Uzun süreli uykusuzluk ölüme neden olabilir

Klnk. Psk. Erdem, uykusuzluğun duygu alanında düzensizliklere yol açabildiğine de dikkat çekiyor. Uykusuzluğun mutluluk duygusunda azalma, kendini kontrol etmede güçlük, sinirlilik durumu, mizah duyumunda azalma, sosyal ortamlardan kaçınma, mental esneklik, yaratıcı özelliklerde azalma gibi birçok psikolojik problemi beraberinde getirdiğini anlatan Erdem, şunları söylüyor: “1966 senesinde gerçekleştirilen kontrollü bir deneyde, bir grup insan 205 saat uykusuz bırakılıyor. Bu sürenin sonunda deneye katılanlar düşünememe, kelimeleri hatırlayamama başlamış. Hatta ilerleyen evrelerde halüsinasyon görmüşler. Ayrıca daha uzun uykusuzluk süresinin ölüme neden olacağı da öngörülüyor.”

Uykusuzluk beraberinde nasıl psikolojik problemler doğurur?

Uykusuz kalan bireylerde yeme bozuklukları görüldüğünü belirten Yataş Uyku Kurulu Uzmanı Klnk. Psk. Erdem, tıkınırcasına ya da duygusal yeme bozukluğunun karşılaşılan psikolojik problemler arasında yer aldığını ifade ediyor. Klnk. Psk. Erdem, uykusuzluğun duygulanımda da dengesizliğe yol açtığı için yemek yemenin kişinin karşısına duyguları telafi etme çabası gibi çıktığını, ancak sonrasında her zaman pişmanlık duyulduğunu anlatıyor.

Solunum sorunu yaşayan bireylerin kaygısı artıyor

Depresyon da uykusuzlukla beraber görülen psikolojik problemler arasında yer alıyor. Uykusuz kalan bireylerin mutsuz ve isteksiz hissetmeye başladığını hatırlatan Klnk. Psk. Erdem, sözleri şöyle sürdürüyor: “Bu kişilerin tahammülleri düşüktür ve negatif düşünce yaygındır. Aşırı yeme ya da iştahsızlıkla birlikte de depresyon eşlik eder. Bu evrede kişilerin enerjisinde de düşüşler olduğundan, yattıkları yerden kalkmak dahi istemezler. Uykusuzluğa yol açan fizyolojik etmenlerin %5-9’u solunum problemleridir. Solunum problemi yaşayan bireylerin kaygıları da artmaktadır. Çünkü “Uykumda nefesim kesilirse ve ölürsem” gibi karamsar düşünceler kaygıyı doğurur. Bununla bağlantılı olarak panik atak belirtileri de görülebilir.”

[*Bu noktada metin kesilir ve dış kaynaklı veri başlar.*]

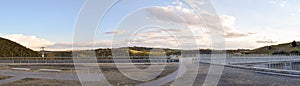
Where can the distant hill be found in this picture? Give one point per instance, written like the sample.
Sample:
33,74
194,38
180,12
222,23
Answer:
285,48
9,48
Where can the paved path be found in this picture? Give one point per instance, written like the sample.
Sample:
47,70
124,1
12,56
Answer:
19,75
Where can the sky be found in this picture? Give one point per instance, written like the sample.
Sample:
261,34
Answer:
247,24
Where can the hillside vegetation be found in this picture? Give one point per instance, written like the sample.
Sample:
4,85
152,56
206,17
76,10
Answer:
12,49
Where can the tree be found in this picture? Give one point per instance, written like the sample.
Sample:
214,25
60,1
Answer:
294,43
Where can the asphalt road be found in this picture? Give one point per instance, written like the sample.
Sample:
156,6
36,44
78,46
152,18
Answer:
230,77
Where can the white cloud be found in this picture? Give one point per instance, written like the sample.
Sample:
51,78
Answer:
32,42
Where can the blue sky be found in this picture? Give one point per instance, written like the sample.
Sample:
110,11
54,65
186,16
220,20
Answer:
52,21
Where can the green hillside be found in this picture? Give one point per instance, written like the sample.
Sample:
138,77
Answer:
12,49
285,48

Uykusuzluk sosyal fobiyi tetikliyor

Uykusuzluk alkol ve madde bağımlılıklarında da önemli rol oynuyor. Uyumakta zorlanan bireylerin alkol ya da madde alarak gevşeyip uykuya geçmeye çalıştıklarının altını çizen Yataş Uyku Kurulu Uzmanı Klnk. Psk. Erdem, uykusuzlukla beraber alınan dozun git gide artmaya başladığına ve sonunda bağımlılığa dönüştüğüne dikkat çekiyor. Uykusuzluğun sosyal fobiyi daha da tetiklediğini belirten Klnk. Psk. Erdem, “Kişi uykusuz kaldıkça sosyalleşmeden kaçınır ve kalabalık içinde kendisini güvensiz hissetmeye başlar. Böyle olunca da ev güvenli ortam olduğundan, yalnızlaşıp, kimseyle görüşmek istemeyip, odasından çıkmamaya başlar. Çünkü dışarısı ve diğer insanlarla bir arada olmak onun için güvensizdir. Eğer uyku hijyenini sağlayıp, hala psikolojik etmenler nedeniyle uykusuzluk problemi yaşıyorsanız ya da uykusuzluk nedeniyle psikolojik etmenler ortaya çıkıyorsa o zaman mutlaka bir psikoterapiste başvurmanızı tavsiye ederim” diyor.